For more information, see OpenMP.
OpenCL (Open Computing Language) is a framework for writing programs that execute across heterogeneous platforms consisting of central processing units (CPUs), graphics processing units (GPUs), digital signal processors (DSPs), field-programmable gate arrays (FPGAs) and other processors or hardware accelerators. OpenCL specifies programming languages (based on C99 and C++11) for programming these devices and application programming interfaces (APIs) to control the platform and execute programs on the compute devices. OpenCL provides a standard interface for parallel computing using task- and data-based parallelism.
OpenCL views a computing system as consisting of a number of compute devices, which might be central processing units (CPUs) or "accelerators" such as graphics processing units (GPUs), attached to a host processor (a CPU). It defines a C-like language for writing programs. Functions executed on an OpenCL device are called "kernels". A single compute device typically consists of several compute units, which in turn comprise multiple processing elements (PEs). A single kernel execution can run on all or many of the PEs in parallel. How a compute device is subdivided into compute units and PEs is up to the vendor; a compute unit can be thought of as a "core", but the notion of core is hard to define across all the types of devices supported by OpenCL (or even within the category of "CPUs"), and the number of compute units may not correspond to the number of cores claimed in vendors' marketing literature (which may actually be counting SIMD lanes).

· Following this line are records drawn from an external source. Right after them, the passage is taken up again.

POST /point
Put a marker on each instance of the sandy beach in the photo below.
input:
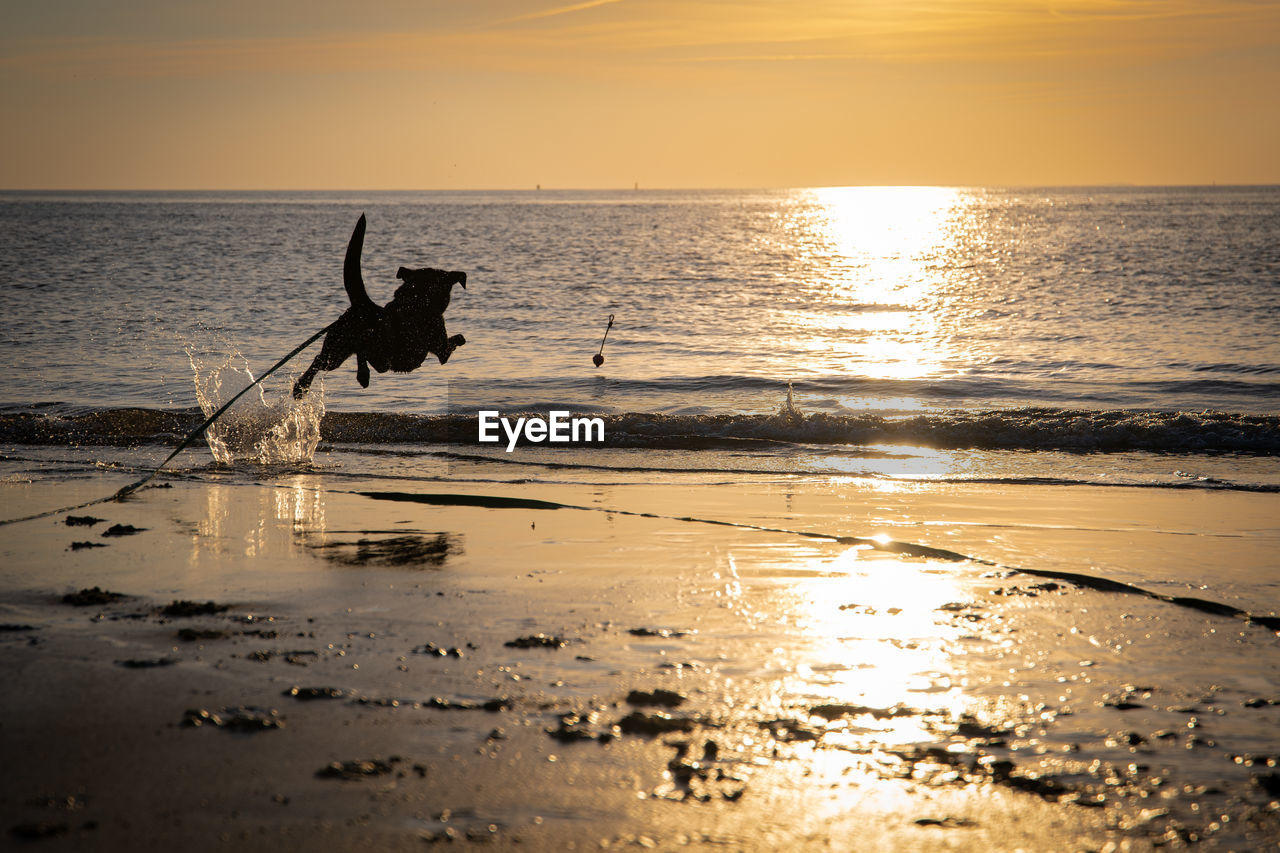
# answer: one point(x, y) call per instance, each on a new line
point(663, 667)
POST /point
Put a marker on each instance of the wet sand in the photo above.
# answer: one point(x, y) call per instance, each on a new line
point(315, 662)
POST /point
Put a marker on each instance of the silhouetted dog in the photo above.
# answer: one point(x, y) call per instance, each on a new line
point(397, 337)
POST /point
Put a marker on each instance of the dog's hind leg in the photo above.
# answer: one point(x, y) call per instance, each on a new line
point(449, 346)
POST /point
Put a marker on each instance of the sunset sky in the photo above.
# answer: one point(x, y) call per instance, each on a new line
point(503, 94)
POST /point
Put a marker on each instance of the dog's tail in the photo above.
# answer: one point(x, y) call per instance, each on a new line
point(351, 277)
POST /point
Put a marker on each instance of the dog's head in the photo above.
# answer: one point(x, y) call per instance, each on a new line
point(428, 286)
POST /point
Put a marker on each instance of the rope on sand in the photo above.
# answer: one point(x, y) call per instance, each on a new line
point(196, 433)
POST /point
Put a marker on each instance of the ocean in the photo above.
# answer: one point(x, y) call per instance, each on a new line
point(922, 516)
point(1061, 336)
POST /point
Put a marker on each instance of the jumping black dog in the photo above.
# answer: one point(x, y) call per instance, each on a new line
point(397, 337)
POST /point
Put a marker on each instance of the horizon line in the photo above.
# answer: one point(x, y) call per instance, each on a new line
point(673, 188)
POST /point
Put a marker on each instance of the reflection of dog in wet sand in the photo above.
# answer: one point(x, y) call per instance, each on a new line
point(397, 337)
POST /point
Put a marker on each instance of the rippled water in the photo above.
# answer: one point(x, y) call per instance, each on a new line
point(1004, 319)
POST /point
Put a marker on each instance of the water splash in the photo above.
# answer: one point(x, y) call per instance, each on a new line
point(268, 427)
point(787, 413)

In addition to its C-like programming language, OpenCL defines an application programming interface (API) that allows programs running on the host to launch kernels on the compute devices and manage device memory, which is (at least conceptually) separate from host memory. Programs in the OpenCL language are intended to be compiled at run-time, so that OpenCL-using applications are portable between implementations for various host devices. The OpenCL standard defines host APIs for C and C++; third-party APIs exist for other programming languages and platforms such as Python, Java and .NET. An implementation of the OpenCL standard consists of a library that implements the API for C and C++, and an OpenCL C compiler for the compute device(s) targeted.
For more information, see OpenCL.
Our system constitutes of the following processing units:
- Intel core i5 4590
- AMD ASUS R9 270X
Tests were run for the following implementations:
- Serial implementation in CPU
- Parallel implementation in CPU using OpenMP for 2,4,8,16,32 threads
- Parallel implementation in CPU using OpenMP 4.0 SIMD
- GPU implementation using OpenCL
and for the following grid sizes:
- 128x128
- 256x256
- 512x512
- 1024x1024
For each grid size, we executed each implementation 10 times for 1000 game iterations and we calculated 10 averages for each time. From these 10 averages we calculated the final average for every implementation in each grid size.

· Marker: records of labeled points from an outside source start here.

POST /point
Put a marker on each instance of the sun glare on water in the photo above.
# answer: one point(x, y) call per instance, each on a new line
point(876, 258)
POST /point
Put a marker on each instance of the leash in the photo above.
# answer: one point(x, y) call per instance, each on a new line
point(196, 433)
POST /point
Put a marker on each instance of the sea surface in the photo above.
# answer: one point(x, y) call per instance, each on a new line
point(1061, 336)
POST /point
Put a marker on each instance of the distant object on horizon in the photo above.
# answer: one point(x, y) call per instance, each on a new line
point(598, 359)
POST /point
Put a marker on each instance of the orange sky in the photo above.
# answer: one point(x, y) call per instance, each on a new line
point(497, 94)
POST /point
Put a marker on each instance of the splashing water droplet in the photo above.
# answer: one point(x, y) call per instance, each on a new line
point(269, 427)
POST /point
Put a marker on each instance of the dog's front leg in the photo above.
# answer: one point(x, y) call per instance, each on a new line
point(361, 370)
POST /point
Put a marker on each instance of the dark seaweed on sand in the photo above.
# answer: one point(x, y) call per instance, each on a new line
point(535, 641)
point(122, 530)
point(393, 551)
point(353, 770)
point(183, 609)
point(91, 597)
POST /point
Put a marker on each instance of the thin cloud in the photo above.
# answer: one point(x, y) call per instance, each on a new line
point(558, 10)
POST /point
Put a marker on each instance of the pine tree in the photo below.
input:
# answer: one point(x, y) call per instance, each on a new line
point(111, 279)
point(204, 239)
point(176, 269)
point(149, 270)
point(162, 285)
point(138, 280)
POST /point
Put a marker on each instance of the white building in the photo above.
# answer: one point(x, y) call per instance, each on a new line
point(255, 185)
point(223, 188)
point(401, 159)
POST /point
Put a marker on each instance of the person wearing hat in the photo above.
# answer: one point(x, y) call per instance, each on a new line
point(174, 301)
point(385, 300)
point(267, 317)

The following diagrams show the update time of each implementation and speedups in relation with the serial implementation respectively:
For data representation, OpenGL was used. The following is a screenshot in a 1024x1024 grid:
The following tools/libraries were used to implement Game of Life:
- Codeblocks - C, C++ and Fortran IDE
- GLUT - An API for OpenGL
Below are instructions on how to build and run each program:
- Game_of_Life_Serial_CPU
gcc main.cpp –o main -lGL -lGLU –lglut
./main
- Game_of_Life_Parallel_CPU
gcc main.cpp –o main -fopenmp -lGL -lGLU –lglut
./main
- Game_of_Life_Parallel_CPU_OpenMP_4.0
gcc main.cpp –o main -fopenmp -lGL -lGLU –lglut
./main
- Game_of_Life_GPU_OpenCL
gcc main.cpp –o main –lGL –lGLU –lglut –lOpenCL
./main
- OpenGL 4.2 or higher
- OpenCL 1.2 or higher
- GNU GCC 5.1.0 or higher
This project is licensed under the MIT License - see the LICENSE file for details.